There are many ways to do this, and the following MATLAB code shows one way. Note: state \(11\) represents the state with \(10\) packets and state \(1\) represents the state with zero packets.
P = 0.1 * eye(21);
P(1,1) = 0.6;
v = ones(1,20);
P = P + 0.4 * diag(v,1) + 0.5 * diag(v,-1);
P10 = P^10;
MyProb = P10(11,11)
Exercise 13.5
We have that
\( \displaystyle P(z) = \sum_{{n=0}}^{\infty} \pi_{n} z^{n}\)
so that \( \displaystyle \frac{d}{dz} P(z) = \sum_{{n=1}}^{\infty} n \pi_{n} z^{n-1}\)
and by induction we have that \( \displaystyle \frac{d^{k}}{dz^{k}} P(z) = \sum_{{n=k}}^{\infty} n(n-1)...(n-k+1) \pi_{n} z^{n-k}\)
thus yielding \( \displaystyle \frac{d^{k}}{dz^{k}} P(z)_{z=0} = k! \pi_{k} z^{n-k}\)
From above we have
\( \displaystyle \frac{d}{dz} P(z) = \sum_{{n=1}}^{\infty} n \pi_{n} z^{n-1}\)
and hence \( \displaystyle \frac{d}{dz} P(z)_{z=1} = \sum_{{n=1}}^{\infty} n \pi_{n}\),
which by definition of expectation gives \( \displaystyle \frac{d}{dz} P(z)_{z=1} = E[N]\).
From above we have
\( \displaystyle \frac{d^{2}}{dz^{2}} P(z)_{z=1} = \sum_{{n=2}}^{\infty} n(n-1) \pi_{n}\)
and so
\begin{eqnarray}\frac{d^{2}}{dz^{2}} P(z)_{z=1}
& = & \sum_{{n=1}}^{\infty} n^{2} - \sum_{{n=1}}^{\infty} n \pi_{n}\\
& = & E[N^{2}] - E[N] \\
& = & E[N^{2}] - (E[N])^{2} + (E[N])^{2} - E[N]\\
& = & V(N) + (E[N])^{2} - E[N] \end{eqnarray}
Putting it all together we see that
$$
V(N) = \frac{d^{2}}{dz^{2}} P(z)_{z=1} + \frac{d}{dz} P(z)_{z=1} - \left(\frac{d}{dz} P(z)_{z=1}\right)^{2}
$$
Exercise 13.7
If there are two machines where breakdowns occur independently at rate \(1\) per day and there is one
mechanic then we can set up a Q matrix representation of both scenarios.
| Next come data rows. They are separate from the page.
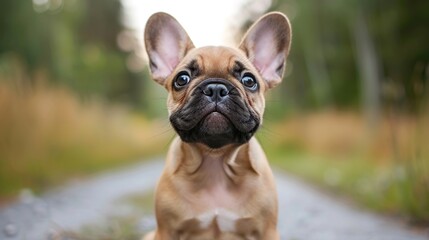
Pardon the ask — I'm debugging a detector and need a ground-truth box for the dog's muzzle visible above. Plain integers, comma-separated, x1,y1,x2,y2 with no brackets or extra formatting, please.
170,79,260,148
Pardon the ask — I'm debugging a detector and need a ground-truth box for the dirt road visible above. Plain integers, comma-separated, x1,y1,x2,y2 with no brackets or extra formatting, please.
0,160,429,240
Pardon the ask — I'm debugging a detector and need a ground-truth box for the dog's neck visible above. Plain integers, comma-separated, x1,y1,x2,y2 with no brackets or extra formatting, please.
166,138,256,186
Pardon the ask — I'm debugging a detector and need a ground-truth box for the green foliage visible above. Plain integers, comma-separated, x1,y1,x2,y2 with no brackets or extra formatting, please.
260,0,429,112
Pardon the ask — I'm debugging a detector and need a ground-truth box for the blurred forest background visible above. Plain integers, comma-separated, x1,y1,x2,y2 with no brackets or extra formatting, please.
0,0,429,223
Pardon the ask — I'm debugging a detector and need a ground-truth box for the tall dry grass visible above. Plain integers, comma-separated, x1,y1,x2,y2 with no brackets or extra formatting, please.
0,79,172,200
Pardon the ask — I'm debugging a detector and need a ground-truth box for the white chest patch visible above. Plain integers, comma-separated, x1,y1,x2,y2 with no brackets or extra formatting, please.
196,208,240,232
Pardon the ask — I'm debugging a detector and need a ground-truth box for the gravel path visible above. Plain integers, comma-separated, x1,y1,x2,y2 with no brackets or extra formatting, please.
0,158,429,240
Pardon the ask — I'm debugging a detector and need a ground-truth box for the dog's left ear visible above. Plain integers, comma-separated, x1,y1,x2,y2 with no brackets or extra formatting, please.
239,12,292,88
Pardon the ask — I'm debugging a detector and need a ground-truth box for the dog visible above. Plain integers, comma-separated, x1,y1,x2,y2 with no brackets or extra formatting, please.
144,12,291,240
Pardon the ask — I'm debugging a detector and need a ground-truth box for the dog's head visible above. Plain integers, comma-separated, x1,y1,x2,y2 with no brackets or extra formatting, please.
144,12,291,148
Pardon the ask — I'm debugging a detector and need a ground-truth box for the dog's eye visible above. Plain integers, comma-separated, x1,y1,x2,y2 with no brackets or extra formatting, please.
241,73,258,91
174,72,191,89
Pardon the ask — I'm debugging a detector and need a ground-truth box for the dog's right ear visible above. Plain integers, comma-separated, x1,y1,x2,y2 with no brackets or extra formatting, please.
144,12,194,85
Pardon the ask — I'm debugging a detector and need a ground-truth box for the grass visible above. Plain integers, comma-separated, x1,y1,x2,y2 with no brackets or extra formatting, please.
0,79,173,203
260,112,429,223
58,192,155,240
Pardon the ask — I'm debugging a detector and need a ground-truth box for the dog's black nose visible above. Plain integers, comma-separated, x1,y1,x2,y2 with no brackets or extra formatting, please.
203,83,229,102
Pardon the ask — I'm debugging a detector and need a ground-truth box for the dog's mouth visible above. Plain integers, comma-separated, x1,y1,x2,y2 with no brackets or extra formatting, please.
170,89,259,148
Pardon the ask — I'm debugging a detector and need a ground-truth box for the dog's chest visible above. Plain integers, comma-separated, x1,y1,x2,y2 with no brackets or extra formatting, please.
181,160,260,237
180,208,261,240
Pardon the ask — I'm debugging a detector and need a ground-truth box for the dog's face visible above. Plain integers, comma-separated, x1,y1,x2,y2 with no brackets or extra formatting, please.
145,13,291,148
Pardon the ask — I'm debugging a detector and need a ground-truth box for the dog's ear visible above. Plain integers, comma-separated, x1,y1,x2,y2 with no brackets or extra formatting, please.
144,12,194,85
240,12,292,88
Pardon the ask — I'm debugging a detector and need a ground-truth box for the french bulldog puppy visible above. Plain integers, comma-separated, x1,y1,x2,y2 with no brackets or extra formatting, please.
144,12,291,240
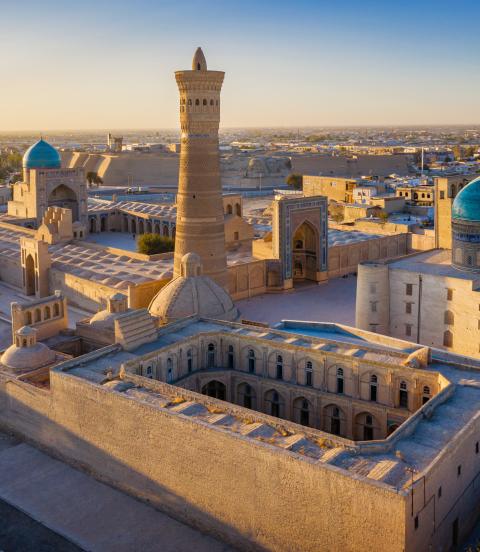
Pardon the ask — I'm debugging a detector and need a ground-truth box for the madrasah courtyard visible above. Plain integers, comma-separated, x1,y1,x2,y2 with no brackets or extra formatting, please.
0,48,480,552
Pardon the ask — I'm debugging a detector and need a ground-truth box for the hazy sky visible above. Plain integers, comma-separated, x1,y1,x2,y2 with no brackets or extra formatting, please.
0,0,480,131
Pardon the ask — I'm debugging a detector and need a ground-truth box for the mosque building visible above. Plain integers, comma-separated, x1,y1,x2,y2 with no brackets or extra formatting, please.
356,178,480,358
8,139,87,228
0,49,480,552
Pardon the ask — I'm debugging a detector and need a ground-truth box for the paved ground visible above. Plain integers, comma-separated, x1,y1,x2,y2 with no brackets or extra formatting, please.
0,435,231,552
0,500,82,552
236,276,357,326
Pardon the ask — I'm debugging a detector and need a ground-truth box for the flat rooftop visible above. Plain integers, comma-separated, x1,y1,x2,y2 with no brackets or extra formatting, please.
388,249,480,284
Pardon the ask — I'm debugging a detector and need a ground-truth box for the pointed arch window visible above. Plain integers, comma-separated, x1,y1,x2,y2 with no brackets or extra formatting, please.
337,368,345,395
207,343,215,368
370,374,378,402
228,345,235,370
248,349,255,374
305,360,313,387
398,381,408,408
275,355,283,379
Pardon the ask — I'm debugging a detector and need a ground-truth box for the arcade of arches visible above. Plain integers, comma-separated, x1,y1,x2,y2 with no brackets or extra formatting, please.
136,338,440,440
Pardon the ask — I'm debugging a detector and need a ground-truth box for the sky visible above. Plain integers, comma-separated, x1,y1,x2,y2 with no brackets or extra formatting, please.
0,0,480,132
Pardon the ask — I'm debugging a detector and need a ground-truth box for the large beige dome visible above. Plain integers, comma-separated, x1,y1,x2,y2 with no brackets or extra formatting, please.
0,326,56,371
148,253,238,323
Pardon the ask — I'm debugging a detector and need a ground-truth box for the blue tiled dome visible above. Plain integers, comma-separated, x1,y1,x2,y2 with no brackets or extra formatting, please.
23,139,61,169
452,177,480,222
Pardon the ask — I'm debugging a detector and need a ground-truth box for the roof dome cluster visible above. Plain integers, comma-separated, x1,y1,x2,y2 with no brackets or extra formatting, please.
23,139,62,169
452,177,480,222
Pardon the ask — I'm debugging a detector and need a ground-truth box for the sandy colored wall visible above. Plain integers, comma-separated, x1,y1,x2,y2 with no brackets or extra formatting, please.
328,234,407,278
62,152,179,186
227,260,267,301
128,278,170,309
49,268,122,312
0,252,23,288
408,233,435,252
390,269,480,358
0,373,406,552
292,154,412,178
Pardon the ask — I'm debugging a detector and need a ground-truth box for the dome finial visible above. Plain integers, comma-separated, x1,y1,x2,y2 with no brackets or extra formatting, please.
192,46,207,71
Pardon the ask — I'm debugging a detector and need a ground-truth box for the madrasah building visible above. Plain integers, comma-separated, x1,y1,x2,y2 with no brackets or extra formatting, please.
0,50,480,552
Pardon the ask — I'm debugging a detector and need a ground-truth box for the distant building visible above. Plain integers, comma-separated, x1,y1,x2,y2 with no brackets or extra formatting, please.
303,175,357,203
356,178,480,358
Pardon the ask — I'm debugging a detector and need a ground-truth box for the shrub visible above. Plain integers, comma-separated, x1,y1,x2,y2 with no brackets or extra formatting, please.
137,234,175,255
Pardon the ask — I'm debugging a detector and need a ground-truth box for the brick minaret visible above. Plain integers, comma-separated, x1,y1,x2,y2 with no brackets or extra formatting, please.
174,48,227,287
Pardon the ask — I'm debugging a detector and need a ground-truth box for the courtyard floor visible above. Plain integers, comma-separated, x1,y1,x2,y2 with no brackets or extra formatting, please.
0,433,232,552
236,276,357,326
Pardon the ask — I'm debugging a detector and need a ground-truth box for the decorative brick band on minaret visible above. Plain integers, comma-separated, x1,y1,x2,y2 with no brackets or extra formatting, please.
174,48,227,287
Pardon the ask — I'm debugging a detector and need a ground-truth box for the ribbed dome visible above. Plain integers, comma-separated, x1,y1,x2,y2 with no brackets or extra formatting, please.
23,139,62,169
148,253,238,323
0,326,56,372
452,177,480,222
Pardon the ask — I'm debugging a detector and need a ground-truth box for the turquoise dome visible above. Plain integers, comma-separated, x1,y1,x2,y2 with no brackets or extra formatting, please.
452,177,480,222
23,139,62,169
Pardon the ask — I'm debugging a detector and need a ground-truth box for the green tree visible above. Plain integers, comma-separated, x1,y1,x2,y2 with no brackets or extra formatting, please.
86,171,98,186
137,234,175,255
287,173,303,190
377,209,388,225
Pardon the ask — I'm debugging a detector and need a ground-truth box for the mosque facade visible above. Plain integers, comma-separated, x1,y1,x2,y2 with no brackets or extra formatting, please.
0,50,480,552
8,139,88,228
The equilibrium probability
distribution for a finite Q matrix is then just the normalised left eigenvector corresponding to the zero eigenvalue.
This is easily found in either Matlab or R. (Hint: Try the command
[vecs,vals] = eig(Q) in Matlab)
When we have one mechanic and the repair is in
two stages (Erlang repair of rate \(2\) per day): find the fault, and fix the fault, where the independent rate for both stages is \(4\) per day, we have
the following Q matrix representation
$$
\left[ \begin{array}{rrrrr}
-4 & 4 & 0 & 0 & 0 \\
0 & -4 & 4 & 0 & 0 \\
1 & 0 & -5 & 4 & 0 \\
0 & 1 & 0 & -5 & 4 \\
0 & 0 & 2 & 0 &-2
\end{array} \right]
$$
where state
\(0\) corresponds to where both machines are broken and no fault is yet found,
\(1\) corresponds to where both machines are broken and one fault is found,
\(2\) corresponds to where one machine is broken and the fault undiscovered,
\(3\) corresponds to where one machine is broken and the fault is found,
\(4\) corresponds to where both machines are operational.
Here \(\pi_{1} = (0.0610, 0.1098, 0.2439, 0.1951, 0.3902)\)
one stage (exponential repair of rate \(2\) per day) with a fix the fault rate of \(2\) per day, we have the following Q matrix representation
$$
\left[ \begin{array}{rrr}
-4 & 4 & 0 \\
1 & -3 & 2 \\
0 & 2 & -2
\end{array}\right]
$$
where state
\(0\) corresponds to where both machines are broken,
\(1\) corresponds to where one machine is broken,
\(2\) corresponds to where both machines are operational.
Here \(\pi_{2} = (0.1111, 0.4444, 0.4444)\)
To compare the two models, we sum the first two elements and the third and fourth elements of \(\pi_{1}\)
to get \((0.1707, 0.4390, 0.3902)\). Hence in the first (Erlang repair of rate \(2\) per day) scenario, the probability of two machines
being operational is less than in the second (exponential repair of rate \(2\) per day) scenario. The probability of no machines being
operational is also far greater in the first (Erlang repair of rate \(2\) per day) scenario than in the second (exponential repair of rate \(2\) per day) scenario.
The probability of a single machine being operational is more comparable but is marginally less in the first (Erlang repair of rate \(2\) per day) scenario.
Exercise 13.9
Using the code given, change the size to \(1000\).
The first \(100\) data are tainted by a transient effect caused by the system being empty at the start. By ignoring these first \(100\) data we
hope to have achieved a better realisation of covariance stationarity. Another way to achieve this is to run a pilot simulation, calculate the average
loadings and preload the system at the start of your actual simulation runs with these average values.